As many terms in the Molecular Function ontology implicitly or explicitly imply the binding of a chemical or protein, it is unnecessary to co-annotate a gene product to a term from the binding node of GO to describe the binding of substrates or products that are already adequately captured in the definition of the Molecular Function term.

For instance, an enzyme MUST bind all of the substrates and products of the reaction it catalyzes. Similarly, a transporter MUST bind the molecules it transports. Therefore, as binding is implied, curators should avoid making redundant annotations.

There will be some cases, however, where it is appropriate to annotate a binding relationship. For example, published experiments may show that a gene product binds a non-hydrolyzable ATP analog, without demonstrating that it has ATPase activity. In such a case, it would be appropriate to annotate to GO:0005524 ATP binding using an IDA evidence code.

The GO is committed to ‘annotating to the experiment’. Therefore the curator should try to capture the specifics as much as feasible: use the binding term if the experiment shows binding, but not catalysis or transport; don’t use the binding term if the experiment shows catalysis or transport.
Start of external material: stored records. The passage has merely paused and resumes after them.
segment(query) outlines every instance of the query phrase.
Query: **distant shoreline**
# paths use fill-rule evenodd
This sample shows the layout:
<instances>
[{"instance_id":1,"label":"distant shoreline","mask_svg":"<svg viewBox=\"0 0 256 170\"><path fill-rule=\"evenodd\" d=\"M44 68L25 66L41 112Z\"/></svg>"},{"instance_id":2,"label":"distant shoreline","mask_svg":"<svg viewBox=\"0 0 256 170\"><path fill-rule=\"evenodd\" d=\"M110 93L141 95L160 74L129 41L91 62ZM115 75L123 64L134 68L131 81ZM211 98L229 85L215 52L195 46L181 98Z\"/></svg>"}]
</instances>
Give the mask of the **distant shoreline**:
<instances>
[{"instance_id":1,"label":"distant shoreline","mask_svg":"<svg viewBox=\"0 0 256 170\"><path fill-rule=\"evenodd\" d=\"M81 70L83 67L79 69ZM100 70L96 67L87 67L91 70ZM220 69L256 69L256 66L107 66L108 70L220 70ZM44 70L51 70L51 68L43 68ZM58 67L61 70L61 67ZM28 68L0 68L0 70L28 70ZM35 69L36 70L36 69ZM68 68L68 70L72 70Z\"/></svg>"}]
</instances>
The curator may come across Molecular Function terms where the definition doesn't adequately describe the specific substrate/target being bound, and where the request of a more specific Molecular Function would be considered inappropriate. In such cases, the annotation extension column (column 16) can be used to capture this information using the accession from ChEBI (add link) for small molecules or from UniProtKB (others?) for proteins. Enter the substrate/target information in column 16 in the form ChEBI:xxxxx or UniProtKB:xxxxxx. Remember, use annotation extension column (16) only if this information is not already included in the GO term and/or definition.